Au-delà du « spike », les trois variants en question partagent une mutation supplémentaire qui supprime une petite partie de la « protéine non structurelle 6 » (NSP6). Les chercheurs ne savent pas encore ce que produit cette délétion, mais dans un coronavirus apparenté, la NSP6 trompe le système de défense cellulaire pour favoriser l’infection. La NSP6 détourne également ce système pour aider à copier le génome viral.
L’évolution parallèle des mêmes mutations, à la fois dans différents pays et chez différents patients immunodéprimés, suggère qu’elles véhiculent un avantage sélectif pour que le virus soit plus efficace et échappe au système immunitaire de l’hôte.
Mais comment expliquer le taux de transmission plus élevé d’un individu à l’autre ? Il est difficile pour les chercheurs de répondre à cette question car les nombreuses mutations qui sont apparues en même temps sont maintenant regroupées dans ces variants, et ce pourrait être n’importe laquelle ou une combinaison de celles-ci qui conduirait à l’avantage de transmission.
Est-ce la raison pour laquelle le professeur Delfraissy décrit le virus comme « diabolique » et « intelligent » ?

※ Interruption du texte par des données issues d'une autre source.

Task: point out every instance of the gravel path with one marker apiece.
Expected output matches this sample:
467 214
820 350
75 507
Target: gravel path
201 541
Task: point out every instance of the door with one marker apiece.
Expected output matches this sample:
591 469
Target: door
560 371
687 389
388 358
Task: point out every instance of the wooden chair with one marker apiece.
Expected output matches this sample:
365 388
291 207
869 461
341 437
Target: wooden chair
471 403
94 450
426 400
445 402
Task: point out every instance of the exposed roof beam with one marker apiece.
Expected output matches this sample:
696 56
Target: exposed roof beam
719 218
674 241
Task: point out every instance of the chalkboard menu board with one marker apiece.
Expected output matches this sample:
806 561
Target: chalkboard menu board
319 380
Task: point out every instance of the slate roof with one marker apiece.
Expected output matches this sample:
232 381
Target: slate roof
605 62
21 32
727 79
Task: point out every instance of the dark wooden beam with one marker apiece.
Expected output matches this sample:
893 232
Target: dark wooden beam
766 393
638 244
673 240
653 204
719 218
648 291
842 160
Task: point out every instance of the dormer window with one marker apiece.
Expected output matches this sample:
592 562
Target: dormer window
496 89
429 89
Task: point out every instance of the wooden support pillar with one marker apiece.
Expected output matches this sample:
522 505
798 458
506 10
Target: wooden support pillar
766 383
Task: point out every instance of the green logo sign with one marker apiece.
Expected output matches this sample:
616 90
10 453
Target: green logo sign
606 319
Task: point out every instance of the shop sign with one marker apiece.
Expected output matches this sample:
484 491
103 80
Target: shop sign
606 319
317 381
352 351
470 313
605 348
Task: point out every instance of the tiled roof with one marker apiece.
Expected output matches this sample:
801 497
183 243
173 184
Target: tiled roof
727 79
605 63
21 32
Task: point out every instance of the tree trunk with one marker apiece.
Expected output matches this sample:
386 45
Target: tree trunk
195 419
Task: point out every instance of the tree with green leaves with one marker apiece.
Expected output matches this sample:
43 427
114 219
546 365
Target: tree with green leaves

Ces qualificatifs ne sauraient, normalement, s’associer à un virus, organisme certes vivant, mais dénué de toute conscience, soit-elle archi primitive. Néanmoins, ce virus ne cesse de nous déjouer et de nous interroger. Les milliers de scientifiques qui sont à sa traque partout dans le monde ne sont qu’au début de son histoire.
D’autres surprises pourraient apparaître.
Dans cette histoire de l’évolution du Covid en cours d’écriture, une certitude semble se former : l’avantage de transmission de 40 à 80 % de B.1.1.7, et potentiellement des autres variantes B.1.351 et P1, va submerger de nombreux pays dans les prochains mois. « Nous sommes dans une course contre l’évolution virale » écrit Sarah Otto. Nous devons déployer les vaccins le plus rapidement possible, endiguer le flux de variants en limitant les interactions et les déplacements, et devancer la propagation en intensifiant la surveillance génomique et la recherche des contacts.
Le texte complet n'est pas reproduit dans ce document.